Гельда, стоявшая рядом, заплакала от облегчения, но тут же вспомнила о Роре. "Норин, Рора… она погибла," — прошептала она, её голос сорвался. Норин, всё ещё слабый, посмотрел на неё, его лицо исказилось от ужаса. "Рора… нет…" — выдавил он, пытаясь подняться, но целители удержали его. Брэндон положил руку ему на плечо. "Она принесла цветок, Норин. Она спасла тебя. Её жертва не была напрасной." Но слова не могли смягчить боль. Норин закрыл глаза, слёзы текли по его щекам. Он вспомнил её лицо, её тепло, их последний вечер вместе, когда Лира и Зорой смеялись, а Рора обнимала его.
Гномья Гора затихла. Тролли, оттеснённые щитом Брэндона, отступили, но все знали, что война на Ареи продолжится. Лира и Зорой, ещё не понимая, что потеряли мать, ждали в соседней комнате. Гельда взяла на себя заботу о них, но её сердце разрывалось от горя. Норин, лёжа в лазарете, сжимал кулаки, клянясь, что выздоровеет и отомстит за Рору. Цветок Таримор спас его жизнь, но цена была слишком высока. Брэндон, стоя у входа, смотрел на щит, защищавший гору, и думал о посохе Роры, который остался в её доме. Он знал, что его сила может стать ключом в грядущих битвах, но также и угрозой, если попадёт в плохие руки.
После двух лет восстановления Норин, всё ещё неся в сердце боль от потери Роры, вернулся на войну. Эта война, названная Гелло Делло, стала одной из самых долгих и изнурительных в истории Номунона. С 720 по 740 год Второй Эры она терзала планеты — Иммотоп, Ареи, Землю и Тьму. Норин, как и тысячи других гномов и магов, сражался не только за победу, но и за память о тех, кого он потерял, и за будущее своих детей, Лиры и Зороя. Он провёл на полях сражений восемнадцать лет, его топор, выкованный в Гномьей Горе, стал легендой среди союзников, а его имя внушало страх врагам.

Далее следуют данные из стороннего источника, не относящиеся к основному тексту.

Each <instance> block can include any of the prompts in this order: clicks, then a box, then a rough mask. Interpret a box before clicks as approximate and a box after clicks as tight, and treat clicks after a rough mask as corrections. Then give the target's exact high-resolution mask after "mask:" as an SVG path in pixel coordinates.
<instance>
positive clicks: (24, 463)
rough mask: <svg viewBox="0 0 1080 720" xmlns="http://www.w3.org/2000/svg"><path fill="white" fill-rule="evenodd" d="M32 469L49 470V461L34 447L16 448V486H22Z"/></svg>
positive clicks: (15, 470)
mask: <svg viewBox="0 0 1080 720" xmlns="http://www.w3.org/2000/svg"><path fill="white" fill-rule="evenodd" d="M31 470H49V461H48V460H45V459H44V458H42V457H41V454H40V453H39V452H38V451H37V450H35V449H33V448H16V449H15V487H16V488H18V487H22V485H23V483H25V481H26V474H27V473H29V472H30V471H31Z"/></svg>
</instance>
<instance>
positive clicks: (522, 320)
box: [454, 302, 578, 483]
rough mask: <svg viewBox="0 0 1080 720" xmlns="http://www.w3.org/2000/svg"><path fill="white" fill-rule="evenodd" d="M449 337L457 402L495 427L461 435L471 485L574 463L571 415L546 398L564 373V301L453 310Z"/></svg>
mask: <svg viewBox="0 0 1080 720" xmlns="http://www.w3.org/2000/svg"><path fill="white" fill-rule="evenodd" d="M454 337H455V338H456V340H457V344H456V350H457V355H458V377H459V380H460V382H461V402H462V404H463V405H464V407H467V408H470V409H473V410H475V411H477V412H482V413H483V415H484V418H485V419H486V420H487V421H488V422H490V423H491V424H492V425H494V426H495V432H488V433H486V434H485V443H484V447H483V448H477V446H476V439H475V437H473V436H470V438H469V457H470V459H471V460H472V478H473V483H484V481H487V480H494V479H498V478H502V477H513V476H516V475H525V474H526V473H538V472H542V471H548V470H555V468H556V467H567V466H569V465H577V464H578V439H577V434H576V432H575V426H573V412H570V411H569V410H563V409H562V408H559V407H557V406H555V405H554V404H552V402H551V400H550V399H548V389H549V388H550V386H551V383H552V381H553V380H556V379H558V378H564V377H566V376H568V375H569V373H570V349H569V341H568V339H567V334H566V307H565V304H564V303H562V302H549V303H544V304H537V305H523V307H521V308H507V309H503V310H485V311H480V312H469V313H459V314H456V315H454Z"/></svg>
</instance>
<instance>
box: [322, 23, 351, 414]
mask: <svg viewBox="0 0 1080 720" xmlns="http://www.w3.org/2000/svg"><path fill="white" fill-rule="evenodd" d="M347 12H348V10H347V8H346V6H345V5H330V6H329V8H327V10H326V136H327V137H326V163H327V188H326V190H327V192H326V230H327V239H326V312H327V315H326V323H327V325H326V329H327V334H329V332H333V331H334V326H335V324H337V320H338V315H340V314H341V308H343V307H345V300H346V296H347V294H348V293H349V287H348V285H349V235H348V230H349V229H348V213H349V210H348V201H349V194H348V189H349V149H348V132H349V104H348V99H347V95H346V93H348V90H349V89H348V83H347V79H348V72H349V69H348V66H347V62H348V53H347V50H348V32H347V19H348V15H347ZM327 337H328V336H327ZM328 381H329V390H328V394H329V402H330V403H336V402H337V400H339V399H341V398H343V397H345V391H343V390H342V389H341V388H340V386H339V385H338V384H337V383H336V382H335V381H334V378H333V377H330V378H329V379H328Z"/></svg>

Но каждый удар, который он наносил, был пропитан горем — Рора пожертвовала собой ради него, и эта жертва тяготила его душу.
Война Гелло Делло была не только битвой армий, но и испытанием для обычных семей. Почти у каждого гнома и мага была похожая судьба: разлука, потери, страх за близких. Гномьи семьи в Гномьей Горе, маги на Земле, воины на Ареи — все они сталкивались с одним и тем же. Матери, как Рора, теряли жизни, чтобы спасти любимых. Отцы, как Норин, оставляли детей, чтобы защитить свой народ. Дети, как Лира и Зорой, росли в тени войны, под присмотром родственников, таких как Гельда, не зная, вернутся ли их родители. Этот рассказ — не о великих героях вроде Брэндона или Некоса, а о простых семьях, чьи жизни разрывались войной, о их любви, жертвах и стойкости.
К 740 году, когда война наконец закончилась, Норин вернулся в Гномью Гору. Его борода поседела, а глаза, некогда полные огня, теперь были омрачены годами боёв. Лира, которой исполнилось двадцать четыре года, стала кузнецом, унаследовав мастерство отца. Зорой, двадцатилетний юноша, обучался магии у местных магов, вдохновлённый рассказами о Брэндоне. Гельда, состарившаяся, но не сломленная, обняла Норина, как родного сына. Он часто посещал могилу Роры, высеченную у подножия Гномьей Горы, где её имя было выгравировано рядом с цветком, вырезанным в камне в память о её подвиге.
Норин и Рора, их любовь и жертвы, стали символом стойкости простых гномов, чьи жизни навсегда изменились в огне Гелло Делло.